Private Sector Housing Enforcement Policy
Our Housing Enforcement Team is committed to improving standards in private rented sector housing, ensuring rented accommodation is well managed, properly maintained, safe and habitable. They also licence houses in multiple occupancies and work with owners to bring empty homes back into use.
The private rented sector plays an important role in the county’s housing market. We share the government’s desire to support good landlords and agents who provide decent well-maintained homes. We also support cracking down on unscrupulous landlords who are flouting the law and seeking profit from their noncompliance.
We are keen to strike the right balance on regulations in order to avoid stifling investment in this sector. A small number of rogue or criminal landlords knowingly rent out unsafe and substandard accommodation. We are as a council are determined to create a level playing field for all landlords by dealing robustly with criminal, rogue and irresponsible landlords.

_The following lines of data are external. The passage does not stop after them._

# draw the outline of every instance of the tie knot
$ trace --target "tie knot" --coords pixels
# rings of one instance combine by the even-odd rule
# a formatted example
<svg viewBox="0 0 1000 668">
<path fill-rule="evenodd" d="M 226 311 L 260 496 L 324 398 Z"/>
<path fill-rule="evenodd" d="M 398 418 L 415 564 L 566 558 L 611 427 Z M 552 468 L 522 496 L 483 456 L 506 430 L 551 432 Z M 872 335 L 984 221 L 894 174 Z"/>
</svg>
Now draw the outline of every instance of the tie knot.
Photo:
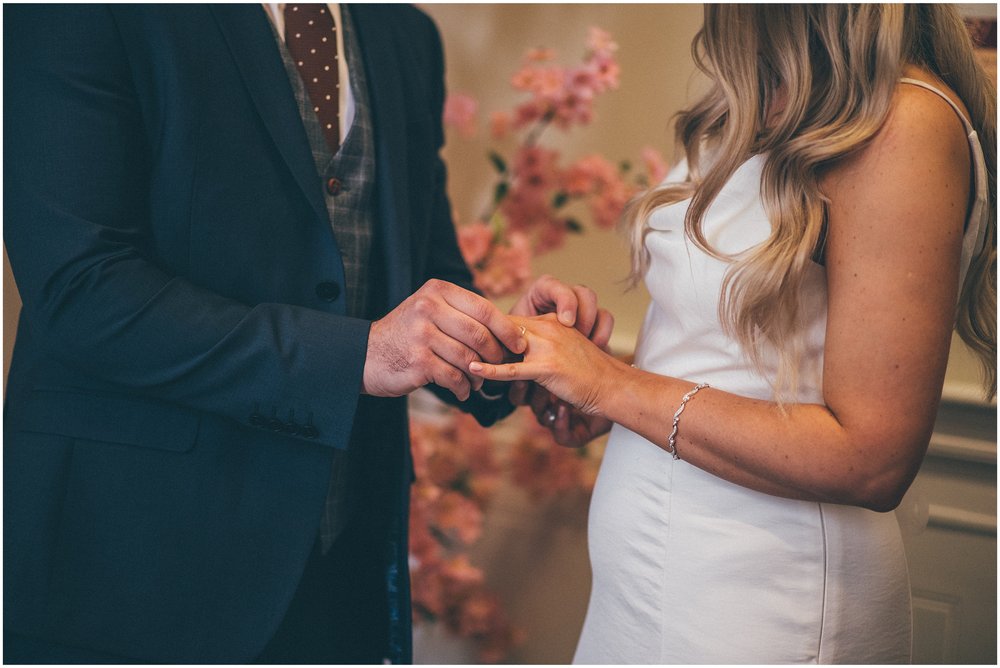
<svg viewBox="0 0 1000 668">
<path fill-rule="evenodd" d="M 340 146 L 337 26 L 324 4 L 285 5 L 285 44 L 295 60 L 327 144 Z"/>
</svg>

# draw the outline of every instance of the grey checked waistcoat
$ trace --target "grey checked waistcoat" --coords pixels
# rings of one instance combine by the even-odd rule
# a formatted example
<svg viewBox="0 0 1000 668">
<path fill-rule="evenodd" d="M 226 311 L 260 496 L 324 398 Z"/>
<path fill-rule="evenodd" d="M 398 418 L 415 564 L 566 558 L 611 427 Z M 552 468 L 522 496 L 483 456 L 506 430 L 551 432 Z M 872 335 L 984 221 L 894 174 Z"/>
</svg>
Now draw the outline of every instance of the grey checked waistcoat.
<svg viewBox="0 0 1000 668">
<path fill-rule="evenodd" d="M 347 134 L 336 154 L 326 143 L 295 61 L 276 31 L 275 41 L 281 51 L 285 71 L 295 93 L 295 102 L 299 107 L 299 115 L 302 116 L 321 183 L 325 186 L 330 179 L 336 179 L 334 188 L 323 188 L 323 196 L 333 235 L 344 262 L 347 315 L 366 318 L 372 315 L 369 277 L 374 230 L 372 195 L 375 180 L 375 145 L 360 49 L 354 37 L 350 13 L 342 10 L 340 14 L 341 25 L 337 27 L 342 32 L 345 51 L 341 57 L 347 58 L 355 111 L 354 120 L 347 129 Z M 337 91 L 333 91 L 332 94 L 336 95 Z M 336 378 L 331 377 L 330 382 L 336 382 Z M 349 462 L 347 451 L 335 452 L 330 489 L 320 524 L 320 538 L 324 552 L 330 549 L 334 539 L 343 530 L 350 513 L 346 498 Z"/>
</svg>

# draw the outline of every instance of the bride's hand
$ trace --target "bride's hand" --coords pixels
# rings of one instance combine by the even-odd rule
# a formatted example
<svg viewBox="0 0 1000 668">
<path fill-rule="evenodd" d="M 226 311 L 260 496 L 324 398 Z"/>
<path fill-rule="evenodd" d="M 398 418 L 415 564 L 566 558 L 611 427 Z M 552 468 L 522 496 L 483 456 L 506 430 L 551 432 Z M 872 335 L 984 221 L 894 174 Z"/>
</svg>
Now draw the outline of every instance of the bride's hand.
<svg viewBox="0 0 1000 668">
<path fill-rule="evenodd" d="M 600 415 L 587 415 L 539 385 L 531 387 L 531 400 L 528 402 L 531 410 L 538 423 L 552 432 L 559 445 L 583 447 L 611 429 L 611 420 Z"/>
<path fill-rule="evenodd" d="M 560 324 L 554 314 L 511 316 L 524 328 L 528 347 L 520 362 L 473 362 L 469 371 L 486 379 L 533 380 L 586 415 L 600 415 L 603 397 L 613 391 L 622 363 L 583 334 Z"/>
</svg>

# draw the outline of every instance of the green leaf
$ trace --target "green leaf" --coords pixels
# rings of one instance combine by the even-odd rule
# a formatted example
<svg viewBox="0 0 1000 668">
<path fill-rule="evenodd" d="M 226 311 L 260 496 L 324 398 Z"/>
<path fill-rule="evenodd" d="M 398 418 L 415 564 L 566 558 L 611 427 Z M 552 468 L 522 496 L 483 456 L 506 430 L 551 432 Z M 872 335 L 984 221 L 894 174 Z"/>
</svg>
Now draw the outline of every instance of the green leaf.
<svg viewBox="0 0 1000 668">
<path fill-rule="evenodd" d="M 493 202 L 494 204 L 499 204 L 503 201 L 503 198 L 507 196 L 510 191 L 510 184 L 506 181 L 501 181 L 497 184 L 496 189 L 493 191 Z"/>
<path fill-rule="evenodd" d="M 504 161 L 503 157 L 499 153 L 497 153 L 496 151 L 490 151 L 489 158 L 490 162 L 493 163 L 493 167 L 494 169 L 497 170 L 497 172 L 503 174 L 504 172 L 507 171 L 507 163 Z"/>
</svg>

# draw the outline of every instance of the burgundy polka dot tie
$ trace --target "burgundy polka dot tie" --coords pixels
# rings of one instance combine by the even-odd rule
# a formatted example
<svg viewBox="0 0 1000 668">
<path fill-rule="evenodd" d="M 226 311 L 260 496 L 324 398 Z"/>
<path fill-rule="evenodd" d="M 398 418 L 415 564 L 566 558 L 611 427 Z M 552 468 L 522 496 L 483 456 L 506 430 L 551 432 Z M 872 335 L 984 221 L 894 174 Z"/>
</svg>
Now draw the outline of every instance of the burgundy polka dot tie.
<svg viewBox="0 0 1000 668">
<path fill-rule="evenodd" d="M 340 147 L 337 27 L 325 4 L 285 5 L 285 44 L 299 68 L 326 143 Z"/>
</svg>

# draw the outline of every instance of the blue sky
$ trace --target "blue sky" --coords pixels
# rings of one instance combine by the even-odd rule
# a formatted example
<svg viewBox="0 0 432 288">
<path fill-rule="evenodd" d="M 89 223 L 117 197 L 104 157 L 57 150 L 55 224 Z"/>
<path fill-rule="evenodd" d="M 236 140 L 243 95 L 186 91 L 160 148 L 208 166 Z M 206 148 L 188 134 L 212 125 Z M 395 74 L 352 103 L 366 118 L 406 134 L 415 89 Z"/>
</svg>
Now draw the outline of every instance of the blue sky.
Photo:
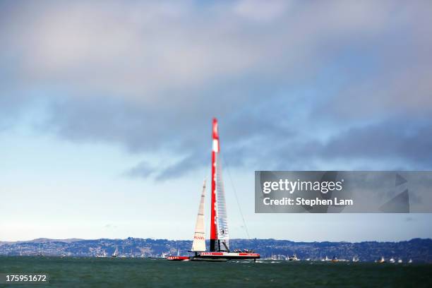
<svg viewBox="0 0 432 288">
<path fill-rule="evenodd" d="M 253 212 L 255 170 L 432 169 L 431 12 L 0 2 L 0 240 L 191 239 L 212 116 L 251 236 L 431 237 L 430 215 Z"/>
</svg>

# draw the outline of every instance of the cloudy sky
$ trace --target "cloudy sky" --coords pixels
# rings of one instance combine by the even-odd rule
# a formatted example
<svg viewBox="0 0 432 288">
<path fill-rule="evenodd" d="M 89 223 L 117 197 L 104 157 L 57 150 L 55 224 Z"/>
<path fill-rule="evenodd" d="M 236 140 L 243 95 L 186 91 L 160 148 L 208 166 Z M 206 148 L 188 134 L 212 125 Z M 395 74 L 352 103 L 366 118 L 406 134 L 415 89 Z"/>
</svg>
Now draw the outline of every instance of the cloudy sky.
<svg viewBox="0 0 432 288">
<path fill-rule="evenodd" d="M 230 232 L 432 237 L 431 215 L 256 215 L 255 170 L 432 169 L 432 4 L 0 1 L 0 240 L 191 239 L 220 120 Z M 232 181 L 231 181 L 232 179 Z"/>
</svg>

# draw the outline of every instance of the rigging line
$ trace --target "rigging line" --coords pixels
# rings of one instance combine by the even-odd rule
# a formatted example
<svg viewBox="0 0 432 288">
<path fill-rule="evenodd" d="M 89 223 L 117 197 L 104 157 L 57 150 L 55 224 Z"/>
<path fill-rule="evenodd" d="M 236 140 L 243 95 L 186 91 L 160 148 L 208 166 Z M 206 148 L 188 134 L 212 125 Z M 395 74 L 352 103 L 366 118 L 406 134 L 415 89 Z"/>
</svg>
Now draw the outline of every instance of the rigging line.
<svg viewBox="0 0 432 288">
<path fill-rule="evenodd" d="M 244 226 L 244 229 L 246 230 L 246 235 L 248 236 L 248 239 L 250 240 L 251 237 L 249 236 L 249 232 L 248 232 L 248 227 L 246 224 L 246 221 L 244 220 L 244 217 L 243 216 L 243 212 L 241 212 L 241 208 L 240 207 L 240 202 L 239 202 L 239 197 L 237 197 L 237 192 L 236 191 L 236 187 L 234 184 L 234 181 L 232 181 L 232 177 L 231 176 L 231 173 L 229 172 L 229 169 L 228 167 L 228 162 L 227 162 L 227 160 L 223 156 L 221 158 L 222 159 L 222 162 L 224 162 L 224 166 L 226 167 L 227 172 L 228 172 L 228 176 L 229 177 L 229 180 L 231 181 L 231 186 L 232 186 L 232 190 L 234 191 L 234 196 L 236 196 L 236 201 L 237 202 L 237 206 L 239 207 L 239 211 L 240 211 L 240 215 L 241 216 L 241 220 L 243 220 L 243 225 Z"/>
</svg>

Cabinet approved the original Private Rented Sector Housing Enforcement Policy in July 2019. This Policy was brought into effect in order to reflect a range of new powers that were given to the council under the Housing and Planning Act 2016. This included, amongst others, the power to impose civil (financial) penalties of up to £30,000 as an alternative to prosecution. The new powers were and continue to be aimed at tackling the small number of criminals, rogue and irresponsible landlords. If we believe that it has a reasonable prospect of a conviction in a particular case, it will always consider a civil penalty in the first instance.
Our revised Private Rented Sector Housing Enforcement Policy was approved in July 2022 and extended the use of civil financial penalties, specifically in relation to The Electrical Safety Standards in the Private Rented Sector (England) Regulations and The Energy Efficiency (Private Rented Property) (England and Wales) Regulations 2015.
Regulation 11 of the Electrical Safety Standards Regulations gives us the power to impose civil penalties of up to £30,000. Regulation 38 of the Energy Efficiency Regulations gives the us the power to impose civil penalties of up to £5,000. It is for us to determine the level of any civil penalty and details of how the amount is determined are explained in the policy.
Where the council is permitted to do so, it is the intention that it will charge for all notices served unless there are extenuating and exceptional circumstances that would indicate this is disproportionate to the desired outcome.
The amount is a fixed charge and is based on the time taken to produce and issue the notice. Where the time required to undertake the work in relation to notices greatly exceeds that which has been estimated for the purposes of the fixed charge, a higher charge will be made, based on a calculated hourly rate. The council wants to work with landlords to resolve issues as quickly as possible; for this reason, the co-operation of the landlord is a key factor that will be taken into account when determining the amount of any additional administration expense incurred.
The charge for each Notice is £350 from 1 April 2023. Any additional hours will be charged at £79.00 per hour.
Section 50 of the Housing Act 2004 gives the council powers to recover the expenses incurred as a result of issuing statutory notices. A demand for payment of the charge will be served on the person from whom the authority seek to recover it. A charge will be placed as a local land charge on the property to which it relates. This is recorded in the register of local land charges maintained by HM Land Registry, until the expenses are repaid to the council. This register is normally searched during a property sale by purchasers
The Smoke and Carbon Monoxide Alarm (England) Regulations 2015 and the Smoke and Carbon Monoxide Alarm (Amendment) Regulations 2022 came into force on 1 October 2022.
All relevant landlords must:
- Ensure at least one smoke alarm is equipped on each storey of their homes where there is a room used as living accommodation. This has been a legal requirement in the private rented sector since 2015
- Ensure a carbon monoxide alarm is equipped in any room used as living accommodation which contains a fixed combustion appliance (excluding gas cookers)
- Ensure smoke alarms and carbon monoxide alarms are repaired or replaced once informed and found that they are faulty
The requirements are enforced by local authorities who can impose a fine of up to £5,000 where a landlord fails to comply with a remedial notice.
Local Housing Authorities are required to prepare and publish a Statement of Principles which it must have regard to, in determining the amount of a penalty charge.
Shropshire Council will have regard to the following statement when determining the amount of a penalty charge and we may revise and republish the statement when necessary.
Statement of Principles – Shropshire Council
Where the council is satisfied that a landlord on whom a Remedial Notice has been served continues to be in breach of their duty to provide smoke and/or carbon monoxide alarms in working order, the council may issue a financial penalty charge. The penalty charge is designed to
- Seek to deter repeat breaches of these regulations
- Deter others from committing the offence
- Remove any financial benefit the offender may have obtained as a result of committing the offence
- Recover the costs of any works carried out by the council
The council will impose the maximum penalty level of £5,000 for any breach of the Regulations; however, where representations are received that demonstrate the breach/breaches occurred due to extenuating and exceptional circumstances, the level of the penalty will be independently reviewed by a senior manager and may be reduced. A financial penalty will be imposed only after engagement with the landlord has been attempted, in order to discuss how and why compliance with the Regulations has not been possible.